Please install using the setup.py.
$ git clone https://github.com/webbtheosim/gcgnn.git
$ cd gcgnn
$ conda create --name gcgnn python=3.8.16
$ conda activate gcgnn
$ # or source activate gcgnn
$ pip install -e .Select a disk location for data storage and update the directory paths before running the program. Download the required data from Zenodo here.
- DATA_DIR: Stores data pickle files (approx. 210 MB).
Additional training weights and results can be downloaded here.
- TRAIN_RESULT_DIR or HIST_DIR (optional): Stores training results in pickle format (approx. 2.5 GB).
- MODEL_DIR (optional): Stores training weights in .h5 format (approx. 1.3 GB).
To train from scratch, only the DATA_DIR is required.
# LOAD SIMULATION DATA
DATA_DIR = "your/custom/dir/"
mw = 40 # or 90, 190 MWs
filename = os.path.join(DATA_DIR, f"pattern_graph_data_{mw}_{mw+20}_rg_new.pickle")
with open(filename, "rb") as handle:
graph = pickle.load(handle)
label = pickle.load(handle)
desc = pickle.load(handle)
meta = pickle.load(handle)
mode = pickle.load(handle)
rg2_mean = pickle.load(handle)
rg2_std = pickle.load(handle) ** 0.5 # var
# combine asymmetric and symmetric star polymers
label[label == 'stara'] = 'star'
# combine bottlebrush and other comb polymers
label[label == 'bottlebrush'] = 'comb'
# LOAD GAUSSIAN CHAIN THEORETICAL DATA
with open(os.path.join(DATA_DIR, f"rg2_baseline_{mw}_new.pickle"), "rb") as handle:
rg2_mean_theo = pickle.load(handle)[:, 0]
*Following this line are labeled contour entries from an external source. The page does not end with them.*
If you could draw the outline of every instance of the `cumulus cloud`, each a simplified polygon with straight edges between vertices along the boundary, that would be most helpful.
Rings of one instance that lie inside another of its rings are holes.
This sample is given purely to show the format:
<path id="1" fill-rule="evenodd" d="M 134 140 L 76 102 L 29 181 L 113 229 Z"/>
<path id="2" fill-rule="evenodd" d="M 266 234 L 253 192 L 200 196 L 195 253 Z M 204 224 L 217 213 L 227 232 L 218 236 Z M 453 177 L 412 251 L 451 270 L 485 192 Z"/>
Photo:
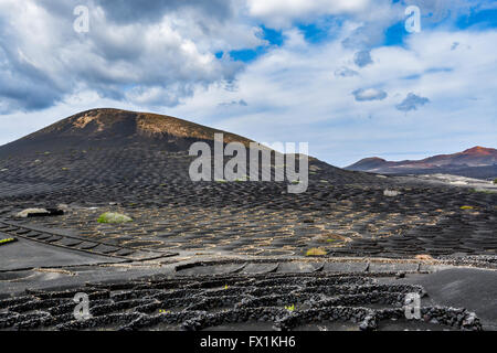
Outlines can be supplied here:
<path id="1" fill-rule="evenodd" d="M 357 101 L 383 100 L 387 98 L 387 92 L 378 88 L 359 88 L 352 92 Z"/>
<path id="2" fill-rule="evenodd" d="M 371 60 L 370 51 L 357 52 L 356 55 L 353 56 L 353 62 L 359 67 L 364 67 L 373 63 L 373 61 Z"/>
<path id="3" fill-rule="evenodd" d="M 250 14 L 274 28 L 326 14 L 353 14 L 364 11 L 370 4 L 371 0 L 247 0 Z"/>
<path id="4" fill-rule="evenodd" d="M 247 105 L 248 104 L 244 99 L 232 100 L 232 101 L 229 101 L 229 103 L 220 103 L 219 104 L 220 107 L 233 107 L 233 106 L 246 107 Z"/>
<path id="5" fill-rule="evenodd" d="M 404 100 L 398 104 L 395 108 L 401 111 L 416 110 L 419 107 L 424 106 L 426 103 L 430 103 L 429 98 L 420 97 L 413 93 L 409 93 Z"/>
rg2_std_theo = pickle.load(handle)[:, 0]- graph: NetworkX graph representations of polymers. The node attribute "type" denotes the monomer type.
- label: Architectural classes of polymers (e.g., linear, cyclic, star, branch, comb, dendrimer).
- desc: Topological descriptors (optional).
- meta: Identifiers for unique architectures (optional).
- mode: Identifiers for unique chemical patterns (optional).
- rg2_mean: Mean squared radii of gyration from simulations.
- rg2_std: Corresponding standard deviation from simulations.
- rg2_mean_theo: Mean squared radii of gyration from theoretical models.
- rg2_std_theo: Corresponding standard deviation from theoretical models.
To reproduce the figures and tables, refer to the notebook folder:
- figure_data.ipynb: Visualizes polymer architecture and chemical patterns used in the study.
- figure_result.ipynb: Visualizes all result figures from the paper.
The core codes are located in the gcgnn folder:
- train.py: Handles the training of GC, GNN, and GC-GNN models, including setup and execution.
- model_utils.py: Provides utility functions to support model training processes.
- gen_base_rg2.py: Generates theoretical mean and standard deviation values for Gaussian Chain squared radius of gyration squared.
- analysis: Contains scripts to calculate and evaluate accuracy metrics for model predictions.
- gen_data: Scripts for generating unique polymer architectures, represented as graph structures.
- gen_pattern: Assigns specific chemical patterns to the generated polymer architectures.
- model_data: Preprocesses datasets, including feature extraction and formatting, for model training.
- models: Defines the architecture and implementation of various machine learning models used in the study.
- plot: Scripts to create visual representations of data, including figures for analysis and publication.
The result_temp and csv_result folders contain temporary files used for figure preparation and table creation. To generate your own results, set rerun=True in notebooks.
The submit folder contains job submission scripts tailored for High-Performance Computing environments.
- submit_train.submit: Train neural networks.
- gen_base_rg2.submit: Generate all theoretical Rg predictions.